Yesterday I finally saw Lemony Snicket. Finally--after all these months. All in all, I felt like it was a rather uneven portrayal, what with the odd combination of humor, outright weirdness coming right out of left field (or really I don't know what field), and the occasional shock of reality, of the unsettling variety. Though the humor was all pretty much so-called "dark," it still seemed an odd fit with the few jolts of "reality" that got thrown in, startling me. Okay, really it was mainly one instance that shocked me a little, and you may laugh when you hear it. It wasn't blood or gore; it wasn't crude or really even offensive. It was just when the boy, Klaus, got slapped by his uncle, Count Olaf. Okay, I'm a weird one, but I can take a certain level of violence and not really be phased by it. Good or bad, that's the truth. But there are certain things that will make me step back, even despite the fact that they might be smaller than the big violent things the movies often wallow in so much. I can watch a man get beat up--no big deal. I see a kid get spit on, and it shocks me. (Real example--Power of One.) Analyzing my reactions would take a whole (much longer) essay, but the bottom line, I think, is that humiliation impacts me far deeper than "mere" violence.

I'm not sure what category the slap falls under, but it just seemed so--I guess real that it startled me. I guess it touched below the surface humor of disastrous events and dire happenings that the movie plays off of, touched deeper to something that seemed realer and more disturbing. Most of the events seemed so outlandish and ridiculous that it stood out in startling contrast. It felt like stepping out of the fantasy movie-land into some real-time videocamera recording...an effect that was jarring. Maybe it epitomized the whole wrongness of the situation, the way the uncle was treating the children--making them slave for him while he made plans to come into their inheritance--and then slapping one of them. Just--treating Klaus like he was worthless and Count Olaf's property to be slapped and pushed around. Disrespected. I think that's at the heart of it. Slaps are hardly the most violent thing you can do to a person, and yet to me they seem to be deeply disrespectful. Like the aforementioned spitting incident; I hate to see a person disrespected or humiliated. I guess there's not much that bothers me more than that.

I'm talking like slapping and spitting are the worst things that can happen to a person in the so-called Real World. I don't mean that at all. I just mean, they seem the closest and realest to my world, the easiest to imagine. While houses burning down and oncoming trains (while you're locked in cars straddling the tracks) and murderous uncles seem far less real to my sphere of experience.

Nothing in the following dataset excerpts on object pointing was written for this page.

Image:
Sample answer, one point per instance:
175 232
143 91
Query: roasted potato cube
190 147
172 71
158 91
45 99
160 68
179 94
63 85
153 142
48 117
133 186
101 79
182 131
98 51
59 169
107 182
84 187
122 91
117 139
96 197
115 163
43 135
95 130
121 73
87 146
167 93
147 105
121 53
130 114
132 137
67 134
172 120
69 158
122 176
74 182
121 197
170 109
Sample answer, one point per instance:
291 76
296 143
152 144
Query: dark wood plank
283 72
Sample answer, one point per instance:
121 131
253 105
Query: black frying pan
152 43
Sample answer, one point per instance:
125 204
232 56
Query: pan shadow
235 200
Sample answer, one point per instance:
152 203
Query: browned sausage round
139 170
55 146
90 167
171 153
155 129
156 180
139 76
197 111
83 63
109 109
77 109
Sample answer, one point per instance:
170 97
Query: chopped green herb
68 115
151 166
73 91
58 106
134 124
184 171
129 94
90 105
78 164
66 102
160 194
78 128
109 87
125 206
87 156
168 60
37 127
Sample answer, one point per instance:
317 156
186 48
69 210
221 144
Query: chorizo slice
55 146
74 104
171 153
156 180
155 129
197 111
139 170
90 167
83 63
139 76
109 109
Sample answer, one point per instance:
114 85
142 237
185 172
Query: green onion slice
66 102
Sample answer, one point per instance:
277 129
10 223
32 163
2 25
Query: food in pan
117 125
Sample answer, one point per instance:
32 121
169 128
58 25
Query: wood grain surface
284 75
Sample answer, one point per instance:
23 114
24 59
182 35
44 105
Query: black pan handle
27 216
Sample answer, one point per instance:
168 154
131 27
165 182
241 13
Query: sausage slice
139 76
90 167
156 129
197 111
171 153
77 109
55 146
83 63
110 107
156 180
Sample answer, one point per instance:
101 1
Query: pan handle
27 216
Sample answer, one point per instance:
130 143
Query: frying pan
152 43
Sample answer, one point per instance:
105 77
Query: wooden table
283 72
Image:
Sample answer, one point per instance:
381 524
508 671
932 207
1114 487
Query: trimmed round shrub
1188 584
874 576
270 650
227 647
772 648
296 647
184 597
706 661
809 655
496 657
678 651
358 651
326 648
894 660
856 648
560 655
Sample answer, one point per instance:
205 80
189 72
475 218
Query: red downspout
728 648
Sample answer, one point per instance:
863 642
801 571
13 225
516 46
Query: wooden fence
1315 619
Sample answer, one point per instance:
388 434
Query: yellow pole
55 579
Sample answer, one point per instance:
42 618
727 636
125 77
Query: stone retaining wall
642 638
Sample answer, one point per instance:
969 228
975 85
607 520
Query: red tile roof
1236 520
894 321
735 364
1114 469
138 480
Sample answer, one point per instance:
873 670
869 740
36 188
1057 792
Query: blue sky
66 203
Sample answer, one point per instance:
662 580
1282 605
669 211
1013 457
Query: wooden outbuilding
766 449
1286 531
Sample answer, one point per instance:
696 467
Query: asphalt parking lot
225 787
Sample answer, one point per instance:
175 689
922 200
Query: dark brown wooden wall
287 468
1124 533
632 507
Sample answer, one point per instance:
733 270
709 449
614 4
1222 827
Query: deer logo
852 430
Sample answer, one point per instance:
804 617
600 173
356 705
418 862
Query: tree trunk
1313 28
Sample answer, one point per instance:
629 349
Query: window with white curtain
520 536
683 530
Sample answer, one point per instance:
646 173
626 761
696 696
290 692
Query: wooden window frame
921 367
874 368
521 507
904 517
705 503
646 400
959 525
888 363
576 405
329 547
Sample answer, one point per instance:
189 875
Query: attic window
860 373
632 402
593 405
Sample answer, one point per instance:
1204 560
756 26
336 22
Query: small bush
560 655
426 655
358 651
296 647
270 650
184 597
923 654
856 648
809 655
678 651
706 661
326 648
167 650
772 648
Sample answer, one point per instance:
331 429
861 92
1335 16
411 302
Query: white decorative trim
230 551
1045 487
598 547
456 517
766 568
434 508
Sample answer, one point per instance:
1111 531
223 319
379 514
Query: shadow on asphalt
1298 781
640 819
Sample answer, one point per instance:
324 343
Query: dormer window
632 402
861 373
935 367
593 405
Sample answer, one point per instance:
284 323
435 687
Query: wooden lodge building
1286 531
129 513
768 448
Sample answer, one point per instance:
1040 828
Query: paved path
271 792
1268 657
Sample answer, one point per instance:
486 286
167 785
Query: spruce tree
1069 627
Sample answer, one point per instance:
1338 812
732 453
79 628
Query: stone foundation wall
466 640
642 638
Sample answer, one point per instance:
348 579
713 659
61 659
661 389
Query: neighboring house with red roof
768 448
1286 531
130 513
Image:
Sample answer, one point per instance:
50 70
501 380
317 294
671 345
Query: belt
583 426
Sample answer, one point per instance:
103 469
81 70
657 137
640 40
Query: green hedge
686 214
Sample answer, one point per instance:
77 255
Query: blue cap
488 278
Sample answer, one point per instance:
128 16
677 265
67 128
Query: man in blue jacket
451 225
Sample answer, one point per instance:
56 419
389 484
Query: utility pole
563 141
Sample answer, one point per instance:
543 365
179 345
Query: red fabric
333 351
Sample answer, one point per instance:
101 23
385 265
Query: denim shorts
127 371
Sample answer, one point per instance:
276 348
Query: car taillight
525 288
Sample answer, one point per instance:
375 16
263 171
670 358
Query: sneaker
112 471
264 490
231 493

Besides that, the death of a new friend during the course of the movie, the fatal dangers that somehow weren't fatal (at least when Count Olaf underwent them) struck an odd and perhaps surreal chord alongside the humorous tone of the move, dark or not, however you please to call it.

Other little points throughout the movie touched me in a different way. The children as they faced the ruin of their lives and loss of their parents--wandering amid the charred remains of their house; here an unscarred telescope, there a blackened plaything. Later, rolling up their sleeves (or in Violet's case, tying up her hair) as they made the best of a bad situation in a makeshift tent at their uncle's house, with a locket of their parents' profiles watching over them as they played and laughed together. And, at the end, reading the belated letter from their parents, written so many years before, with words of such goodness and hope and all the things the movie purported not to be about. “At times the world may seem like an unfriendly and sinister place, but believe us when we say that there is much more good in it than bad... and what may seem like a series of unfortunate events might, in fact, be the first steps of a journey.” Things didn't turn out perfectly for the kids. Uncle Olaf escaped. Their final fate hangs uneasily in the air, left unknown to us. But the yellowed letter, arriving years late, and all it reminded of the light among the clouds that gives us hope of things better and an underlying sense, was as close to a happy ending as a movie about deplorable circumstances and unfortunate events might dare to be. Though I might've wished for more reason to the hope and sense to the puzzles, and maybe even a little evidence of the goodness, I came away warmed, at least, by the moments that rang true.